Minimize Java Lambda Cold Start Times
By Gustav Sundin, Rickard Andersson
If you have ever run Java inside a lambda function on AWS, you will have noticed the quite significant cold start times that comes with spinning up the JVM environment. In this post, I will discuss some different tricks you can use to minimize these cold start times.
The problem with cold starts arises when there are no “warm” lambda available to handle an incoming request, which usually happens whenever an endpoint experiences a large and sudden spike in traffic. The most commonly occurring scenario when this happens is probably when an endpoint goes from no traffic at all in a while (and thus having no warm lambdas ready) to suddenly having one or more incoming requests to serve.
In practice, this means that the issue with cold starts will become much less problematic the more traffic your service gets, especially if the traffic is somewhat evenly distributed across time. For an endpoint with frequent traffic, a few cold starts here and there will probably not impact your P99 latency in a significant way. That being said, if your use case does not allow for a few requests in a while getting response times of at least a couple of seconds or more, then you should probably not use Java at all.

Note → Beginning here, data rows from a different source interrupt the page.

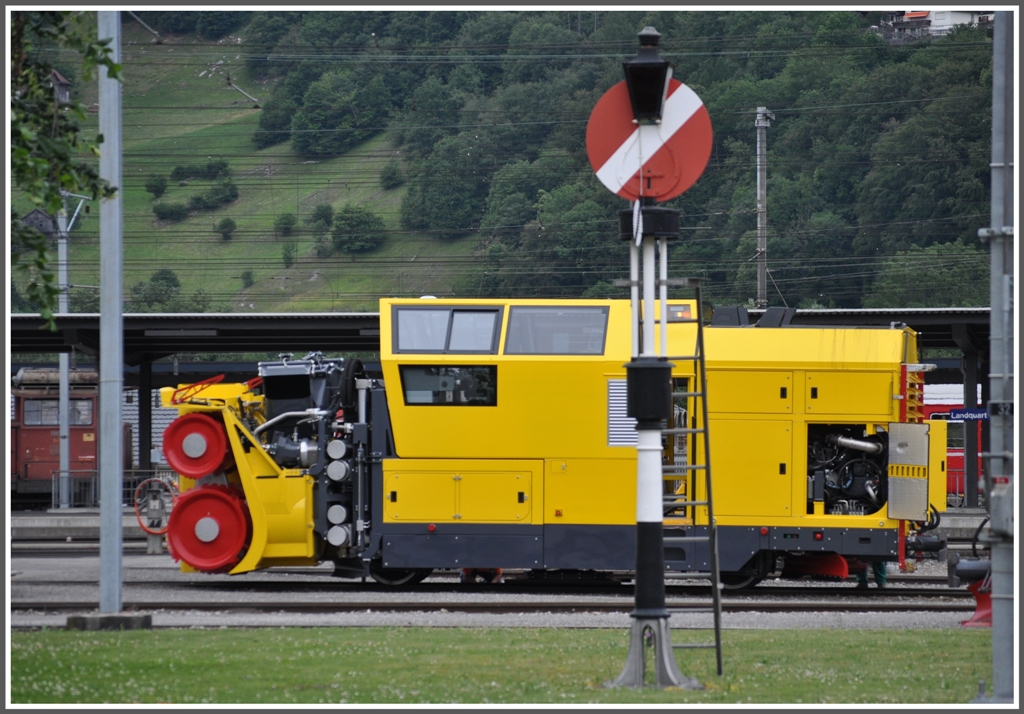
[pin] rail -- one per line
(84, 486)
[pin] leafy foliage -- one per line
(162, 293)
(213, 170)
(323, 213)
(391, 175)
(285, 223)
(221, 193)
(225, 227)
(955, 275)
(288, 252)
(357, 229)
(338, 113)
(214, 26)
(46, 143)
(170, 211)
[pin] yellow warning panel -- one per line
(481, 491)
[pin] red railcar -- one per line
(940, 400)
(35, 436)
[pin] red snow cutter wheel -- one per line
(209, 529)
(196, 446)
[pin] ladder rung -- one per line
(684, 611)
(679, 540)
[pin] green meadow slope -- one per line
(179, 110)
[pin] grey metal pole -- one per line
(999, 501)
(64, 390)
(111, 333)
(145, 417)
(762, 123)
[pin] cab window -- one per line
(464, 330)
(543, 330)
(474, 385)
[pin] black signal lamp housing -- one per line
(647, 78)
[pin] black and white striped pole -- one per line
(648, 383)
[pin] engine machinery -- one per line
(494, 433)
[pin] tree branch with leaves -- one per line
(47, 149)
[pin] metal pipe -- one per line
(762, 123)
(311, 413)
(999, 501)
(361, 400)
(648, 297)
(111, 322)
(857, 445)
(64, 391)
(663, 271)
(635, 295)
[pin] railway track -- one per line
(504, 607)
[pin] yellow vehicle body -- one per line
(280, 500)
(495, 434)
(764, 387)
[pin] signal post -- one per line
(648, 139)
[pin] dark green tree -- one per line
(943, 275)
(156, 185)
(170, 211)
(323, 213)
(214, 26)
(391, 175)
(225, 227)
(357, 229)
(285, 223)
(162, 293)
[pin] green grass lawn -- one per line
(479, 666)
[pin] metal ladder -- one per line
(682, 498)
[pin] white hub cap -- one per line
(207, 530)
(194, 446)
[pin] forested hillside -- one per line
(457, 138)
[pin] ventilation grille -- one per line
(622, 429)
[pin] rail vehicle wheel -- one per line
(396, 577)
(196, 445)
(167, 493)
(209, 529)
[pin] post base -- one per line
(667, 672)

Minimizing cold start times
Assuming you are fine with some cold starts with noticeable delays, what can be done in order to minimize the time these cold starts consume as much as possible? Here is a list of things to do to minimize the cold starts for your serverless application.
Increase runtime memory
The more memory you assign to your lambda function, the faster it will spin up because it also gets access to more CPU power. Note that increasing the memory size will often in fact result in a lower runtime cost (since the cost is calculated as function execution time times available memory). There’s a sweet spot at 1,5GB according to this article from 2020.
Reduce application size
The more classes you squeeze into your application, the longer it will take to initialize. I wouldn’t say that you should go so far as to avoid introducing new classes to your codebase wherever it makes the code more readable and maintainable, but there are two other approaches you should follow which gives a much larger payoff:
- Get rid of unnecessary dependencies. Lean towards using Java native functions instead of bringing in Apache commons (for example, use the native Java 11 HTTP client instead of Apache). Try to replace AWS v1 clients with their v2 counterparts. Less is faster.
- Get rid of unreferenced classed using Proguard.

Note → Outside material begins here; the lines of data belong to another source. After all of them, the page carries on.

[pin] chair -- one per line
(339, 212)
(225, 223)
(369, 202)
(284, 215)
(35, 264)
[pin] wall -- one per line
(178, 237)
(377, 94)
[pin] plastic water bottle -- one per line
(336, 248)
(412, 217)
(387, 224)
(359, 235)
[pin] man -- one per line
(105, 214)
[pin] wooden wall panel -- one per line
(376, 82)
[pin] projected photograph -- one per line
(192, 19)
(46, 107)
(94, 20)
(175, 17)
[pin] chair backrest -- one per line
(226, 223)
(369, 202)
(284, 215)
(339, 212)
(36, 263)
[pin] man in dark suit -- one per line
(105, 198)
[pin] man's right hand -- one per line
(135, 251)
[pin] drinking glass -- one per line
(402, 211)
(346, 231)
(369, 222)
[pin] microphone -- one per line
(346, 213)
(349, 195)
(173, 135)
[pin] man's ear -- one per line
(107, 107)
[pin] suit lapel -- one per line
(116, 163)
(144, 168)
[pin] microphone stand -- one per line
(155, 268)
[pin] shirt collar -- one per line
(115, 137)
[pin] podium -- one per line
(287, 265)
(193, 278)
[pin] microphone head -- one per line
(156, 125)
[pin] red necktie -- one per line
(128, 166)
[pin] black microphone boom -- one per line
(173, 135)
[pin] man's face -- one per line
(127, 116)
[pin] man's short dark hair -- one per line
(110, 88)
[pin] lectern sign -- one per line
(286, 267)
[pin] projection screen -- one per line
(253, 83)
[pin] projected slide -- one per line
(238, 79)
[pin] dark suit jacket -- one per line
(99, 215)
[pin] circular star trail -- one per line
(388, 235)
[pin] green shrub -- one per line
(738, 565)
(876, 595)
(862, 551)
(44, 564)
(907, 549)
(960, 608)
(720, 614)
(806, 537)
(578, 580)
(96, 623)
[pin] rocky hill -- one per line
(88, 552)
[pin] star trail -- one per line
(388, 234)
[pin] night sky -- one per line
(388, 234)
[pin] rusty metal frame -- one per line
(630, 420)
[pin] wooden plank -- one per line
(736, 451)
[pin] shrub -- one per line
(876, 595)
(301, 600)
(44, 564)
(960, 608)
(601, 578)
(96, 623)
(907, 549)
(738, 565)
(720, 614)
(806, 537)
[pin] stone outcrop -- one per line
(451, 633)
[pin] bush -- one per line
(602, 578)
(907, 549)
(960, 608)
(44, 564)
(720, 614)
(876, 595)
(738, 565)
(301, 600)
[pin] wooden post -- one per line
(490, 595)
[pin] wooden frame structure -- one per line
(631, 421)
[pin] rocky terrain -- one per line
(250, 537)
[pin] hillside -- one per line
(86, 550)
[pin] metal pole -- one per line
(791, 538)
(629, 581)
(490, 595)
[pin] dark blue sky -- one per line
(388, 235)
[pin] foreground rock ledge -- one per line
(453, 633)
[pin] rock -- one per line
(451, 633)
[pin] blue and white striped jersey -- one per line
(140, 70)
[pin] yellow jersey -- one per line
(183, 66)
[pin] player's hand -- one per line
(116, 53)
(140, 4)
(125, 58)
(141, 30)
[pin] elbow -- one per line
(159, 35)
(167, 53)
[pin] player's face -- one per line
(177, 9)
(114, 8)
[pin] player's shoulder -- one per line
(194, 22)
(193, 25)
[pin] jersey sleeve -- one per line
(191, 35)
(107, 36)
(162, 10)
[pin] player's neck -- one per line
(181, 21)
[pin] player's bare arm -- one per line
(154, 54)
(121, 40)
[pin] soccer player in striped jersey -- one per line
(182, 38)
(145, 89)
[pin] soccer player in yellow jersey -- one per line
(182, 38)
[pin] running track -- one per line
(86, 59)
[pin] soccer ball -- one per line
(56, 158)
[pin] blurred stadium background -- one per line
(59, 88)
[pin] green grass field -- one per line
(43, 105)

Leverage boosted CPU access
During the initialization phase, AWS actually gives you access to much more CPU power than the capped limit you will have during your normal lambda execution. You can leverage this by initializing heavy-to-load clients (such as any AWS clients) in the constructor or as static variables, so that they will be initialized when the lambda has access to the boosted CPU power. This holds whenever you have to initialize clients that will be needed during most lambda executions. On the other hand, if you have clients that will normally not be used except for a few corner cases, it could make more sense to only initialize them when they are actually needed. You will have to use your common sense here.

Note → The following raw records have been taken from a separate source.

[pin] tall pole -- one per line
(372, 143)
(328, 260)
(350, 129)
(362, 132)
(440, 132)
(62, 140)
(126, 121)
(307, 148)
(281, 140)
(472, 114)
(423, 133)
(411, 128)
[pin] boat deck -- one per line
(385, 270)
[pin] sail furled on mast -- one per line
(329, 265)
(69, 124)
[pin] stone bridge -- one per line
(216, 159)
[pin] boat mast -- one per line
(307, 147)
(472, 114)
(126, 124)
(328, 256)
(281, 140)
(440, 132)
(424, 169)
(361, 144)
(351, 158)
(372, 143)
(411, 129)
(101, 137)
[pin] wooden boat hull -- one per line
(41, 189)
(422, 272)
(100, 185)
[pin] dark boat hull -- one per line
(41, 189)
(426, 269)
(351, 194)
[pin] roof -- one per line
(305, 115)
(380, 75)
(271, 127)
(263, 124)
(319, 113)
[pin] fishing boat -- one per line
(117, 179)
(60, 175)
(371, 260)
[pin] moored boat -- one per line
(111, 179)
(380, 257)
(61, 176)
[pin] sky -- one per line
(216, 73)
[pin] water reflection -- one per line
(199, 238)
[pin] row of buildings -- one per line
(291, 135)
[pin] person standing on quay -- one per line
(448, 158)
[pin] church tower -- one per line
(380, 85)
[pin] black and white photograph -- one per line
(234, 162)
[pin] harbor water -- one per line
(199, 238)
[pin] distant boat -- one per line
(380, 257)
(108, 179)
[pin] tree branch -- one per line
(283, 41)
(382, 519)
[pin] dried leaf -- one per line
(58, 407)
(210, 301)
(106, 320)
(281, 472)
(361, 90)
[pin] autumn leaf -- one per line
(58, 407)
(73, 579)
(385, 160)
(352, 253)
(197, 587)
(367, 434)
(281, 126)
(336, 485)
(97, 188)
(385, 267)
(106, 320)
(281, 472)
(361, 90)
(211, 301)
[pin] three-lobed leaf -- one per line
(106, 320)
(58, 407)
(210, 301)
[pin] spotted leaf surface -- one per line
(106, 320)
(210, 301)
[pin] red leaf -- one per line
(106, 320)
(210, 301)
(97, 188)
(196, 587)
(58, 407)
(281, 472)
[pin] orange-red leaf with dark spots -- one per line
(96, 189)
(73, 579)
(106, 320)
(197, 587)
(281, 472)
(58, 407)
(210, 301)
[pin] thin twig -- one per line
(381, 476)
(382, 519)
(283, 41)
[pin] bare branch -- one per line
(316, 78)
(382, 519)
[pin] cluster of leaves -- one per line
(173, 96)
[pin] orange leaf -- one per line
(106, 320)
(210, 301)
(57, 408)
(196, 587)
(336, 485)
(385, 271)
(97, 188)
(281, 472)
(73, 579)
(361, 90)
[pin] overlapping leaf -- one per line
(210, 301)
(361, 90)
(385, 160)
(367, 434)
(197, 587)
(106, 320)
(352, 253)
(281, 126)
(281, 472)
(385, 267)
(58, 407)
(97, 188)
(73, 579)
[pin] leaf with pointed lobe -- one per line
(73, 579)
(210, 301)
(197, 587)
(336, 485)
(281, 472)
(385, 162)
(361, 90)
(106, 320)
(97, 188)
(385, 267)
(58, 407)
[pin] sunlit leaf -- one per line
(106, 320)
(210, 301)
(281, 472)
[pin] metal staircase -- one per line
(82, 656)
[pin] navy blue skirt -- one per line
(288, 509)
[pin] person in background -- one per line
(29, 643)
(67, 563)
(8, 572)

Run lambdas outside of VPC
Launching a lambda function inside a VPC adds a lot of time to your cold starts. Therefore you should investigate if you can have an architecture where you do not need to have your lambdas running inside a VPC.
As described in this blog post, there are a few methods that can be used in order to minimize the cold start times for your Java lambdas. For more details, have a look at this great talk from re:Invent. However, you will not be able to get rid of the cold start times completely this way. If you are running a performance critical service, you should instead consider switching to another programming language than Java (i.e. Node.js, Go or Python) or another hosting method than AWS Lambda (i.e. containerized application).
By Gustav Sundin & Rickard Andersson